An Adaptive Online Smoother with Closed-Form Solutions and Information-Theoretic Lag Selection for Conditional Gaussian Nonlinear Systems
Marios Andreou, Nan Chen, Yingda Li
TL;DR
The paper tackles state estimation for complex turbulent systems by developing an adaptive-online smoother within the conditional Gaussian nonlinear system (CGNS) framework, achieving closed-form forward–backward smoothing updates with no empirical tuning. An information-theoretic criterion is introduced to determine adaptive lags, balancing posterior uncertainty reduction against storage and computation, and enabling lag adjustments that respond to intermittency and extreme events. The methodology yields exact Gaussian posteriors for both filtering and smoothing, along with discrete-time online updates and a fixed-lag baseline for comparison, and is supported by theoretical analysis of update matrices and spectral properties. The adaptive-lag approach is demonstrated through three applications: online causality detection in a nonlinear dyad, high-dimensional Lagrangian data assimilation, and online parameter estimation with partial observations, including an online EM algorithm that benefits from the smoother’s analytic formulas. Collectively, the work offers a principled, scalable, and storage-efficient framework for real-time state estimation, causal inference, and online learning in CGNS-driven problems with strong nonlinear and non-Gaussian features.
Abstract
Data assimilation (DA) combines partial observations with dynamical models to improve state estimation. Filter-based DA uses only past and present data and is the prerequisite for real-time forecasts. Smoother-based DA exploits both past and future observations. It aims to fill in missing data, provide more accurate estimations, and develop high-quality datasets. However, the standard smoothing procedure requires using all historical state estimations, which is storage-demanding, especially for high-dimensional systems. This paper develops an adaptive-lag online smoother for a large class of complex dynamical systems with strong nonlinear and non-Gaussian features, which has important applications to many real-world problems. The adaptive lag allows the utilization of observations only within a nearby window, thus reducing computational complexity and storage needs. Online lag adjustment is essential for tackling turbulent systems, where temporal autocorrelation varies significantly over time due to intermittency, extreme events, and nonlinearity. Based on the uncertainty reduction in the estimated state, an information criterion is developed to systematically determine the adaptive lag.

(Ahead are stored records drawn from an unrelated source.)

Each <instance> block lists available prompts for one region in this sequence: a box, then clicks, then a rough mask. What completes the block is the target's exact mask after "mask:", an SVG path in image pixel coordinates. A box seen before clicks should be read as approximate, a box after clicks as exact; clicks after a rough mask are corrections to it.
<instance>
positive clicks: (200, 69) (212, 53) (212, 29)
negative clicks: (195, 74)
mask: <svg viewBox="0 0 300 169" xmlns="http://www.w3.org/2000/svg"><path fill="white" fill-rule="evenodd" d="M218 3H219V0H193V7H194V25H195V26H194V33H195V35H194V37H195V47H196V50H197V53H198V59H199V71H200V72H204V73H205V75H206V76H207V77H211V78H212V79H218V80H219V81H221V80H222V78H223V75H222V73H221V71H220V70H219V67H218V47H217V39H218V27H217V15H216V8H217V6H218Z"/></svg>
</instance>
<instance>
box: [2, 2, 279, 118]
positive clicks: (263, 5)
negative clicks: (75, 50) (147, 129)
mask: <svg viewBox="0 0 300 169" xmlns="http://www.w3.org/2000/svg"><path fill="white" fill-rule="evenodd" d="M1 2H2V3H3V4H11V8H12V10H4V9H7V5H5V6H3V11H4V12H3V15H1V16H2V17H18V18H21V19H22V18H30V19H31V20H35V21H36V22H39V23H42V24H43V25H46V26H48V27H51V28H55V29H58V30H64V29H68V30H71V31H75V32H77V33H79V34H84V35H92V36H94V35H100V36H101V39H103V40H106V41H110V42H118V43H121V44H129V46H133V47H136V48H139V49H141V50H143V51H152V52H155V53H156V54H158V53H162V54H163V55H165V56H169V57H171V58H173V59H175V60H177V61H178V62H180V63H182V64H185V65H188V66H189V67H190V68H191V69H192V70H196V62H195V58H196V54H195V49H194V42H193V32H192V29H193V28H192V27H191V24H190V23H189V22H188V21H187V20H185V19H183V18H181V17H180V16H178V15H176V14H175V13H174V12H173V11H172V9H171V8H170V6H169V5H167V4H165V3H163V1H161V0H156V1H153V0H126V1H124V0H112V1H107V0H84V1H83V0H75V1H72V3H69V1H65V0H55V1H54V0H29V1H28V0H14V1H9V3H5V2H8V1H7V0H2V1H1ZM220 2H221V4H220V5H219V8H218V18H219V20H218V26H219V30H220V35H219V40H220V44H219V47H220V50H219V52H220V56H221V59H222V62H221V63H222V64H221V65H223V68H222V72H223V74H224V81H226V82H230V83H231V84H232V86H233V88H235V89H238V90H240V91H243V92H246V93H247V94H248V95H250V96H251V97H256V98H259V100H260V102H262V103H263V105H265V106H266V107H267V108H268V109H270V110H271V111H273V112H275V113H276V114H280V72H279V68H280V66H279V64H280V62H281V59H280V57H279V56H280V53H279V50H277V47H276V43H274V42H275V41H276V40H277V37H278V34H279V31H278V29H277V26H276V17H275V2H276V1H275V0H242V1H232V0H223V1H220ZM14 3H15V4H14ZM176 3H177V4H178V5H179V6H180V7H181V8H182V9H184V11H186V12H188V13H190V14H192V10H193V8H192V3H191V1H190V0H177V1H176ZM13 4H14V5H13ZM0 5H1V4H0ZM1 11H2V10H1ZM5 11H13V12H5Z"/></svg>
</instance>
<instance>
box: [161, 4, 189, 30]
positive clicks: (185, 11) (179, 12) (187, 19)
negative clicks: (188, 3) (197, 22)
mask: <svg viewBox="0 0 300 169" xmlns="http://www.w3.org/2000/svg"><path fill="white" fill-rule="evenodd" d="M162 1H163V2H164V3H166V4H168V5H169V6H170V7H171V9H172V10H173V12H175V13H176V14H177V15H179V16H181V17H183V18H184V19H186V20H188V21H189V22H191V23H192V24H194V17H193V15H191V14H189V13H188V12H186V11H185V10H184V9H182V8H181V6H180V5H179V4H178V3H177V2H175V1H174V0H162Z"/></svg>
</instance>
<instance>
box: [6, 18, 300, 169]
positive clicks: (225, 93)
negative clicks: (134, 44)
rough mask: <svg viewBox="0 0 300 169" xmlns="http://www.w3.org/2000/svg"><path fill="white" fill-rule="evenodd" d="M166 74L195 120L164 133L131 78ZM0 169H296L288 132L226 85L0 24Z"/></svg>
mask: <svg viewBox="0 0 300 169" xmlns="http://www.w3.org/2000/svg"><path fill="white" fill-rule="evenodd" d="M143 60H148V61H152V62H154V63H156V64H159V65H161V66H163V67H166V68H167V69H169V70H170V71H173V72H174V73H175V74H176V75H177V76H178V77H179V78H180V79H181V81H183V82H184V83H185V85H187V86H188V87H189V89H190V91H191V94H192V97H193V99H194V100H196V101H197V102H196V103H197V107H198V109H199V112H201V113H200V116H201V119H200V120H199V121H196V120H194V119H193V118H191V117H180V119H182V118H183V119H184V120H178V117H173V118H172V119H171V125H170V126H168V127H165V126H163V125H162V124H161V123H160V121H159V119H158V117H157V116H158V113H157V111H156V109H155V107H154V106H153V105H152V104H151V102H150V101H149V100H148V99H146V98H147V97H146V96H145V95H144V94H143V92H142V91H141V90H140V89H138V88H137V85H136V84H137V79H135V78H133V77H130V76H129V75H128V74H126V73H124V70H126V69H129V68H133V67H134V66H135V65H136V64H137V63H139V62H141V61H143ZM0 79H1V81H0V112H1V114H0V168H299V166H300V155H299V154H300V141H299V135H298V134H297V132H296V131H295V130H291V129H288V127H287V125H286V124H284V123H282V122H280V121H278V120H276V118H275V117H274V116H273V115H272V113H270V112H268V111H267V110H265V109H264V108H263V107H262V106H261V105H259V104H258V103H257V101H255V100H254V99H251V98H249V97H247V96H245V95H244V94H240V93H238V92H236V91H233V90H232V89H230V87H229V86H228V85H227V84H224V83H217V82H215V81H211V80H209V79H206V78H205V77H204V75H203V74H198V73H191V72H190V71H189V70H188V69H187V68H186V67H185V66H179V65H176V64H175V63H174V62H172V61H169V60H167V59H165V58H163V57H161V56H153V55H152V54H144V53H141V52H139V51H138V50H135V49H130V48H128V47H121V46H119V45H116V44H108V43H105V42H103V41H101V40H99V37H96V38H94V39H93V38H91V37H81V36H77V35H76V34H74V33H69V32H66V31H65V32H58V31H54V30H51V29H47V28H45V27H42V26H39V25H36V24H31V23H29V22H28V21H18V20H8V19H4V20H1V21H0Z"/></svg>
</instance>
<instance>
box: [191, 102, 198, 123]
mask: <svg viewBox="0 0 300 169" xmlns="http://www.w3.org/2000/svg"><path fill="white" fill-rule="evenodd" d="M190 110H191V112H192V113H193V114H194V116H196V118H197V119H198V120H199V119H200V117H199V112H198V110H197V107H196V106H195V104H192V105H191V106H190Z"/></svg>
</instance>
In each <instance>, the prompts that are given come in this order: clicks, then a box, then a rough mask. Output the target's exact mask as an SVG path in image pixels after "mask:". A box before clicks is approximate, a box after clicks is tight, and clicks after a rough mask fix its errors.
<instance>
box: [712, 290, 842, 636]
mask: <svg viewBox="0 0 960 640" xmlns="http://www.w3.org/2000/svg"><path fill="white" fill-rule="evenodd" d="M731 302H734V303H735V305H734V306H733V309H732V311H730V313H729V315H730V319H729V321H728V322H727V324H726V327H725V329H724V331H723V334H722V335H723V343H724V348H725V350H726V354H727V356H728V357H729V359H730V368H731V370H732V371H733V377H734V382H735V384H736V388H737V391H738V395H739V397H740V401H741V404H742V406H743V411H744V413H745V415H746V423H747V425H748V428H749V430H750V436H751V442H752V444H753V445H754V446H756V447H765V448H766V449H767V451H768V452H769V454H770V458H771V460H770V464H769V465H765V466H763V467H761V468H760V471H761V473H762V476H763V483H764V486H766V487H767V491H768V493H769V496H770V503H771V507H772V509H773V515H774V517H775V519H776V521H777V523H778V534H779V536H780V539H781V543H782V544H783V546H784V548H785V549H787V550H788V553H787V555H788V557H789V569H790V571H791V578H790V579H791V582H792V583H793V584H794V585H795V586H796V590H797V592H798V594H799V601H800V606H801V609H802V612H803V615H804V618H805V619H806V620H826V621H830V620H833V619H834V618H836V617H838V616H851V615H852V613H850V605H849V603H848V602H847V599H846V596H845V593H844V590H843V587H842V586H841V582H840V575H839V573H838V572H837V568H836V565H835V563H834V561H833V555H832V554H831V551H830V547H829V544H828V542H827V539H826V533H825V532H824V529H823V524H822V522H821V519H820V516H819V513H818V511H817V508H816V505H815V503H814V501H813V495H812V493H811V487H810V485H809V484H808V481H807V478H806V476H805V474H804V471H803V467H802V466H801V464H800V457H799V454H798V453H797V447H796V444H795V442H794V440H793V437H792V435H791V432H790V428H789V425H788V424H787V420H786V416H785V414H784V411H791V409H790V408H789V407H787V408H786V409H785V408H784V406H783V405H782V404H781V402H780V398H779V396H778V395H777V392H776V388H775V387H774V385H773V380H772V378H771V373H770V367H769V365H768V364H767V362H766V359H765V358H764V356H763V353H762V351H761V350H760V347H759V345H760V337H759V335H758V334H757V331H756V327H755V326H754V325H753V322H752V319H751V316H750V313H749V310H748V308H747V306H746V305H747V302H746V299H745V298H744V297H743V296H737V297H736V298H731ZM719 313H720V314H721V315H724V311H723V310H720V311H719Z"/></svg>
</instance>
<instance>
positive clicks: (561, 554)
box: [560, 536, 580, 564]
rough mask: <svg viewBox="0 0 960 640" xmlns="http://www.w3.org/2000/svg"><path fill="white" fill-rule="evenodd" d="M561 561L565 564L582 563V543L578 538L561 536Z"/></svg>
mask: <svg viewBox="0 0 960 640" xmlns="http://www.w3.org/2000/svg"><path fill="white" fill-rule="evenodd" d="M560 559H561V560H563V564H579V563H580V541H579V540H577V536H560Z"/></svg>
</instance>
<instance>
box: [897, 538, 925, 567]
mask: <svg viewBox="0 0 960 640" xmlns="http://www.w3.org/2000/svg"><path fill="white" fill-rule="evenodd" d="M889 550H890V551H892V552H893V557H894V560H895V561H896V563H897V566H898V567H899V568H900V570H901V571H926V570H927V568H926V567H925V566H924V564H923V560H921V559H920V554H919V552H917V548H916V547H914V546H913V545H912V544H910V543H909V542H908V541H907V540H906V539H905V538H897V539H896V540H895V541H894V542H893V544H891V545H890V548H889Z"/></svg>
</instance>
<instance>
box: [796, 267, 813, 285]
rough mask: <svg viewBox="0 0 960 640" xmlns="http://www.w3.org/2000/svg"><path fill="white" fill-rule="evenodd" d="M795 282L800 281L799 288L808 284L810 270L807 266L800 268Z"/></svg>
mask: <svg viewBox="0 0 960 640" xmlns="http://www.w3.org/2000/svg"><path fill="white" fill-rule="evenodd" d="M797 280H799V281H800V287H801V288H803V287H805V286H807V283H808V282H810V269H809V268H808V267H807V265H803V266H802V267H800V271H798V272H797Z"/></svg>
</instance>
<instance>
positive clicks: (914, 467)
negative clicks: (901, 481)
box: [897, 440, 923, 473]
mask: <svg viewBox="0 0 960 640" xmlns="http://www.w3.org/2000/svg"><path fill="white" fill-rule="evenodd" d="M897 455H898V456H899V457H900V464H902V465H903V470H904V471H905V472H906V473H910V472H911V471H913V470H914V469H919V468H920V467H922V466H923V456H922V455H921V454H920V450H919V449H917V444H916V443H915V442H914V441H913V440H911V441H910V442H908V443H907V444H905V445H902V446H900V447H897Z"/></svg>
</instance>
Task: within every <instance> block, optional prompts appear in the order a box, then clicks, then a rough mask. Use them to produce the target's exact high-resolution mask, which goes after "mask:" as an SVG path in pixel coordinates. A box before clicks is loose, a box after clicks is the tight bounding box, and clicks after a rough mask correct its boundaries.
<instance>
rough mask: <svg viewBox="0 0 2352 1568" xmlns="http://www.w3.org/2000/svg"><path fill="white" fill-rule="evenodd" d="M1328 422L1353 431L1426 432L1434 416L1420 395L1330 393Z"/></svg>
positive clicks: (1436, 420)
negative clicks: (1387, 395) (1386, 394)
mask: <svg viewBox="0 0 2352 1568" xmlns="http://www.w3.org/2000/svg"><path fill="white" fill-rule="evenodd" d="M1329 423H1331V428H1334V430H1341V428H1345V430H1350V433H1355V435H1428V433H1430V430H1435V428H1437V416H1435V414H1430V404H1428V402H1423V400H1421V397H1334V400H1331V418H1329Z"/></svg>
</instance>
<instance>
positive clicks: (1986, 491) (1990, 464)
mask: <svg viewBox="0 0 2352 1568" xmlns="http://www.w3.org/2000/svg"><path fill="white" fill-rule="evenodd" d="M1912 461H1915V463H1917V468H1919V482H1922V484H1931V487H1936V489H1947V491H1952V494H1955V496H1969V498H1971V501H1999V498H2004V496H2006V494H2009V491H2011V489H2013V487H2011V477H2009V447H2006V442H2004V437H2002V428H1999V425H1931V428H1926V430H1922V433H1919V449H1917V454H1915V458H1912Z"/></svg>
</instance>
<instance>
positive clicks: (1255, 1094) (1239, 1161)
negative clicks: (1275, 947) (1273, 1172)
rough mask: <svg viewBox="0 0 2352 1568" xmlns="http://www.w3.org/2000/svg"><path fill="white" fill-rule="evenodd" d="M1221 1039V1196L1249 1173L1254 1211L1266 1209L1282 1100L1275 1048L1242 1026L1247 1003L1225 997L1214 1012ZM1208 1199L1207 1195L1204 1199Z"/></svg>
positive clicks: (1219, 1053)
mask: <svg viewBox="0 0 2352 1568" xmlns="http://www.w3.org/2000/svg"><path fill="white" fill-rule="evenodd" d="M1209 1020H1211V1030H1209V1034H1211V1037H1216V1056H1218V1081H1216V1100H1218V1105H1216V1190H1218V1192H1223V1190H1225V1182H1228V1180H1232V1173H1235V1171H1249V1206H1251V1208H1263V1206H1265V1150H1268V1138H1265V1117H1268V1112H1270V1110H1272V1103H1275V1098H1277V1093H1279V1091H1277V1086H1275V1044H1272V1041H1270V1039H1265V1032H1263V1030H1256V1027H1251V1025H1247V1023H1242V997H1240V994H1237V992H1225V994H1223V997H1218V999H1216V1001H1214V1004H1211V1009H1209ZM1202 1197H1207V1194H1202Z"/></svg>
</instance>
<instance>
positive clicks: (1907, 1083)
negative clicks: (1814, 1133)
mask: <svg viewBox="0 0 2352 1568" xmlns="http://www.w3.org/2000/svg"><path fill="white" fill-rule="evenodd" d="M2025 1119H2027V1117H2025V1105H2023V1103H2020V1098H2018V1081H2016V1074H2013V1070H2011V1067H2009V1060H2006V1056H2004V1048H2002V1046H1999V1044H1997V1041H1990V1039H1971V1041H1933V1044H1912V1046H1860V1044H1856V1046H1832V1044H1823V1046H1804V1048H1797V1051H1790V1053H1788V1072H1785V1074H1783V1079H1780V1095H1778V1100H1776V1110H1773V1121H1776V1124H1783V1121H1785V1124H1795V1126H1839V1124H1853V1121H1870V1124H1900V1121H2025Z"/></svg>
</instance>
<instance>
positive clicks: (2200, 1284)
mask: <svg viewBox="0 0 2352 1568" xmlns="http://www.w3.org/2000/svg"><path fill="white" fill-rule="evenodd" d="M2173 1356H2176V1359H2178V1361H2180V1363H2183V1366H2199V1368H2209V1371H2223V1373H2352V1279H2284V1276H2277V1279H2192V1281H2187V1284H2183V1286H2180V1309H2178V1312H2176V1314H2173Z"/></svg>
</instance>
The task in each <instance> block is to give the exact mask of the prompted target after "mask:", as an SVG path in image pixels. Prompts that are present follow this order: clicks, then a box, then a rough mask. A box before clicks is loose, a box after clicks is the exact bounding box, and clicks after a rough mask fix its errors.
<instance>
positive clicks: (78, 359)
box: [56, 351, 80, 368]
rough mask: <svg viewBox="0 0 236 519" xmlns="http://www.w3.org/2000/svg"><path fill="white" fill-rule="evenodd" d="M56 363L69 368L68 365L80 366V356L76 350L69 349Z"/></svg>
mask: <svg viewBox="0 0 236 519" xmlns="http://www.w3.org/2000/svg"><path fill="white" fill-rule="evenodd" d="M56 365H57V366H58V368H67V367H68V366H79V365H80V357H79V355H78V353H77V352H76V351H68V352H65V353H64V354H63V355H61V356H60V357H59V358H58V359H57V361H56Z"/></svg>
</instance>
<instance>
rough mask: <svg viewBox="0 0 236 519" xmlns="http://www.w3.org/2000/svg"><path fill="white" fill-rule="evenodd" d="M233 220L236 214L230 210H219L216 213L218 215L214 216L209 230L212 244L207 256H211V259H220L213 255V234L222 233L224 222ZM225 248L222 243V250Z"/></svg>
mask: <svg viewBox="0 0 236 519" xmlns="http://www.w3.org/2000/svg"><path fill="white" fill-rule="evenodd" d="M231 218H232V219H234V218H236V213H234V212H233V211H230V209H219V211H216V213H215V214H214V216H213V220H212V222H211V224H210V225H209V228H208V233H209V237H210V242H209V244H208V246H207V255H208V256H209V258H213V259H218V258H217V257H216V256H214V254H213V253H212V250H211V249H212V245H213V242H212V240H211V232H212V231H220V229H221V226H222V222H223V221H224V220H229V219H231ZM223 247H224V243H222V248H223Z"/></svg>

Notably, the mathematical structure of these systems facilitates the use of closed analytic formulae to calculate the online smoother and adaptive lag, avoiding empirical tunings as in ensemble-based DA methods. The adaptive online smoother is applied to studying three important scientific problems. First, it helps detect online causal relationships between state variables. Second, the advantage of reduced computational storage expenditure is illustrated via Lagrangian DA, a high-dimensional nonlinear problem. Finally, the adaptive smoother advances online parameter estimation with partial observations, emphasizing the role of the observed extreme events in accelerating convergence.